Training documents are added to classes to provide additional examples for a learnset.
Each training document must include one or more image files and a word position file. The image file can be either a single TIFF file (containing one or more pages), or one or more PNG files. If you are using PNG files for a training document with multiple pages, the PNG file names should have the page number as a suffix. For example, invoice.pos, invoice_1.png, invoice_2.png would be the files required for a two-page document. The word position file defines the text and location of each word detected in the image file and is typically derived from the output of Optical Character Recognition (OCR) software.
The availability of the word position file is shown in the Viewer’s status bar.
You can view a training document for which there is no word position file and manually enter and save field values but you cannot click on a word or use rubber banding to add words to the field values as this requires the word position file to exist.
The word position file is a comma-separated text file where a line represents a single word in the image. Each line uses the following format.
- Word id
- Page number (page numbering starts at zero for the first page)

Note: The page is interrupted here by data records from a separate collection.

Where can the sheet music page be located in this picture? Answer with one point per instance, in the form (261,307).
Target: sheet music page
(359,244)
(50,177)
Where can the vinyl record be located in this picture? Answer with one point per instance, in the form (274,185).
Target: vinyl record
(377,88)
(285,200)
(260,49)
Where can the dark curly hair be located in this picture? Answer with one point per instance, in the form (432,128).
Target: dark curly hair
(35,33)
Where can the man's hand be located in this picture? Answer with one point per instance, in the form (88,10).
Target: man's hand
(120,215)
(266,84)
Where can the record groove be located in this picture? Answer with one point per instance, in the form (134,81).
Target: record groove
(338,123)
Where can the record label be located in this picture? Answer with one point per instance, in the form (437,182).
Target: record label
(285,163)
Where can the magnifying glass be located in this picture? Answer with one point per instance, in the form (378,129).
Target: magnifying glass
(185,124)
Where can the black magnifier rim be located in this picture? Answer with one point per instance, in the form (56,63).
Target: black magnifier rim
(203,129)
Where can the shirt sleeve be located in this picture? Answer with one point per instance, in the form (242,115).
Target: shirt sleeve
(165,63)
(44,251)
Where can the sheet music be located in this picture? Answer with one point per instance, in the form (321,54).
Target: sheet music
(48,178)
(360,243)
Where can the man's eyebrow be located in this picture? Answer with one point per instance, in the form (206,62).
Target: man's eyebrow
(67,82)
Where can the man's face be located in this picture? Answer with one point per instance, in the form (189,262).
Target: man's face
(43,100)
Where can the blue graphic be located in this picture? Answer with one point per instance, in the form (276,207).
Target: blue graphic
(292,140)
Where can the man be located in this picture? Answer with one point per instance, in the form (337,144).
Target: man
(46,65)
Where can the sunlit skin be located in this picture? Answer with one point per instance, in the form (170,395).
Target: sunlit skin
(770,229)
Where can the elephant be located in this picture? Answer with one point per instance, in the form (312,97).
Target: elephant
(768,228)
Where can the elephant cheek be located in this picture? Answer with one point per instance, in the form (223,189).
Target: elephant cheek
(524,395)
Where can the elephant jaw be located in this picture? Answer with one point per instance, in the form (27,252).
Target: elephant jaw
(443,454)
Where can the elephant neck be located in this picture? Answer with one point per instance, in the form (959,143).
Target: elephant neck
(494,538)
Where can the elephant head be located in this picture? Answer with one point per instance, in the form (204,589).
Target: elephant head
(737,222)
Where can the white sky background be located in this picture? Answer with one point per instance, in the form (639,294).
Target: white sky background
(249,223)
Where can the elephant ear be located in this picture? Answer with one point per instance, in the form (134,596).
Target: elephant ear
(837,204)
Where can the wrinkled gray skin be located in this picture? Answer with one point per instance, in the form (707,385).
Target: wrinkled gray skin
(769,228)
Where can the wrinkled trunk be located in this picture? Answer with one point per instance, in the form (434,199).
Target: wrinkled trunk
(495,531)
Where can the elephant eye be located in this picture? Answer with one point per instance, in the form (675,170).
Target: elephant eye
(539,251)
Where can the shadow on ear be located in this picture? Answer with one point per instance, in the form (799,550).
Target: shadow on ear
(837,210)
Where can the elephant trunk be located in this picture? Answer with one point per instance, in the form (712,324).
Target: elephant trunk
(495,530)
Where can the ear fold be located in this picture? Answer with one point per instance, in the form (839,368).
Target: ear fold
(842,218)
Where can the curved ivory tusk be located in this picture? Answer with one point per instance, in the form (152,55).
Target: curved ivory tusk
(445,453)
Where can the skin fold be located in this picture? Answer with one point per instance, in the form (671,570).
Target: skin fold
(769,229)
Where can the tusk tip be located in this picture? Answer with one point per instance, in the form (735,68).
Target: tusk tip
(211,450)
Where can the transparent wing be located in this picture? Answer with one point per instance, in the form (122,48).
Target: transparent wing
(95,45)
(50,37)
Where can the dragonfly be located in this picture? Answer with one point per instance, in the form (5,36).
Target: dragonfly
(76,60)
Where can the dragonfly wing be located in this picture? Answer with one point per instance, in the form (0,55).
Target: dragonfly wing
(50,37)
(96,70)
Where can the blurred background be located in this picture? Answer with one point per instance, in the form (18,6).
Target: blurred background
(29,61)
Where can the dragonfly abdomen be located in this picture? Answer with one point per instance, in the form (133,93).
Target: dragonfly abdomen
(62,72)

- Top left corner – x position in pixels
- Top left corner – y position in pixels
- Width in pixels
- Height in pixels
- The word
Example: 0,0,453,345,273,89, Software
Optionally, a file giving the values for some or all of the project’s fields can be provided. This field value file is a tab-separated text file where a line represents the information for a single field. Each line uses the following format.
Example:
Field Name | Field Type | Value |
---|---|---|
Total | Amount | 1,533.74 |
Add training documents
To add a training document, complete the following steps.
- Select the class.
- Click the Create a training document icon
. The Upload dialog box is displayed.
- Do any of the following:
- Click anywhere in the Click to add a file, or drag and drop a file here box. The Open dialog box appears.
- Navigate to the required folder and double-click the file, or click the file and click Open. The file is uploaded.
Or,
- Drag and drop a file to the Click to add a file, or drag and drop a file here box.
- Click Create after all the required files are selected. The training document is added to the class and it is selected and ready for you to edit the field values.
- The Create button is enabled after image and word position files are selected. A message at the top of the dialog box changes to indicate what files still need to be added.
- To remove a file from the Upload dialog box, click the
Delete the training document icon
next to that file.
Delete training documents
To delete a training document, complete the following steps.
- Select the class and navigate to the document.
- Click the Delete the training document icon
in the toolbar.
- Click Yes to delete the document, or click No to abort the delete process. If you click Yes, the training document is deleted and the next one is displayed.
Move training documents
To move a training document, complete the following steps.
- Select the class and navigate to the document.
- Click the Move the training document to another class icon
in the toolbar.
- In the Move Document dialog box, select the class that is to receive the document.
- Click Move.